China eases foreign exchange control

With increasing frequency on cross-border business, the People’s Republic of China has now eased foreign exchange control. The amount that can be transferred freely out of China has been increased from the equivalent of USD 30,000 to USD 50,000.

Outbound and inbound foreign exchange payments

China controls inbound and outbound foreign exchange payments. To make an overseas payment, it is required to purchase the foreign funds with RMB from a bank qualified to do foreign exchange business. Nowadays, most banks in China are qualified to do foreign exchange transactions.

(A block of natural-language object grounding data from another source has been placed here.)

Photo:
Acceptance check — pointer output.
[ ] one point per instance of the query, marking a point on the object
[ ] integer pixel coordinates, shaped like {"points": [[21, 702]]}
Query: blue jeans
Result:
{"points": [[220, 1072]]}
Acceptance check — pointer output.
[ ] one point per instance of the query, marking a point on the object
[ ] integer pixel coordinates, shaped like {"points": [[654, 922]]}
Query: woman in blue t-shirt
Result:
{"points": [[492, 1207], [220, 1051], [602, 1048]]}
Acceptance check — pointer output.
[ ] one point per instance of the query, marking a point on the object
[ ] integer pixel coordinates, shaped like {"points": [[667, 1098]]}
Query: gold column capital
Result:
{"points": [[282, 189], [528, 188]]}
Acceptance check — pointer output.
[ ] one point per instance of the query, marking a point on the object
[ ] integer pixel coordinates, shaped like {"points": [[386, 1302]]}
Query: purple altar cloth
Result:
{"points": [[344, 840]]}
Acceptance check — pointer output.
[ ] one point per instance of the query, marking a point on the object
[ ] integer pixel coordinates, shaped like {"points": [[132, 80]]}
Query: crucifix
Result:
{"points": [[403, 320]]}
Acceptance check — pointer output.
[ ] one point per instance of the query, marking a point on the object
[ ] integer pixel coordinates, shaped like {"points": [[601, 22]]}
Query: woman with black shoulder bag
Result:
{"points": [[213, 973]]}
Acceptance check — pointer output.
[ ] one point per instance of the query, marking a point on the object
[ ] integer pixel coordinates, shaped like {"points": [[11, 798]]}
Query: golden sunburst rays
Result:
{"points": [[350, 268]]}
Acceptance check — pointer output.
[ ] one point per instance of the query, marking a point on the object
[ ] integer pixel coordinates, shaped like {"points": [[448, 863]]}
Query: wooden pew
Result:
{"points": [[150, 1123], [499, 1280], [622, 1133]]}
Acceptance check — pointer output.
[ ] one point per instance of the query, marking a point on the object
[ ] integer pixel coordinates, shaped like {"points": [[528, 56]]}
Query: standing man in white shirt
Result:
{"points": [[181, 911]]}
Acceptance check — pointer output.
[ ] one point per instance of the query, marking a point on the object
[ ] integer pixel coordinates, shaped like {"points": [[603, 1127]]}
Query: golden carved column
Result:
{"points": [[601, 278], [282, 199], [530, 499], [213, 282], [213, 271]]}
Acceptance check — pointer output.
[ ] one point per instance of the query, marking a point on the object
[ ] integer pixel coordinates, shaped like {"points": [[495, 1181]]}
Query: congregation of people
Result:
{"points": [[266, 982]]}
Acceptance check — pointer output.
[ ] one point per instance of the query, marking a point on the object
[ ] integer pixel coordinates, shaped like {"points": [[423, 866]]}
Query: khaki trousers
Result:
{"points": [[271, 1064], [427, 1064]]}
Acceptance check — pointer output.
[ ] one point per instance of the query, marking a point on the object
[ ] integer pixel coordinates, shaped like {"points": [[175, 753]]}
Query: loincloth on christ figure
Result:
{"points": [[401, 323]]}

Up to an amount of an equivalent of USD 30,000 Chinese citizens could convert and remit freely every year. Conversions of RMB in foreign currencies exceeding the equivalent of USD30,000 were still possible, but certain formalities needed to be fulfilled. For such transactions, written approval must be obtained by the local State Administration of Foreign Exchange (SAFE). Without the SAFE’s approval letter, banks wouldn't execute the transfer of funds abroad. To obtain the required approval, documents needed to be submitted verifying the underlying transaction, such as an engagement letter/contract signed between the Chinese party and the foreign counterparty.

In addition, to make a single international remittance of USD 30,000 or more from China, the Chinese payer also needed to submit a copy of the contract to the local branches of the State Administration of Taxation (SAT) to record. Additionally, tax return certificates of the payee needed to be filed as well as the foreign payee potentially needed to pay Chinese withholding tax for the revenue gained from China. The relevant payments in that respect included, but are not limited to:

  • Service fees from China
  • Salaries from China
  • Dividends, interest, rent and royalty payments from China
  • Other income from transfer of property in China

New regulations

With increasing frequency on cross-border business, the People’s Republic of China has now eased foreign exchange control. The same formal requirements as mentioned above still remain in place, but the amount of USD 30,000 has now been raised to USD 50,000. New circulars to execute this change have recently been released by the SAT and the SAFE that will be effective from 1 September 2013. Both can be understood as the government’s intention to simplify the foreign exchange administration and the accompanying formalities.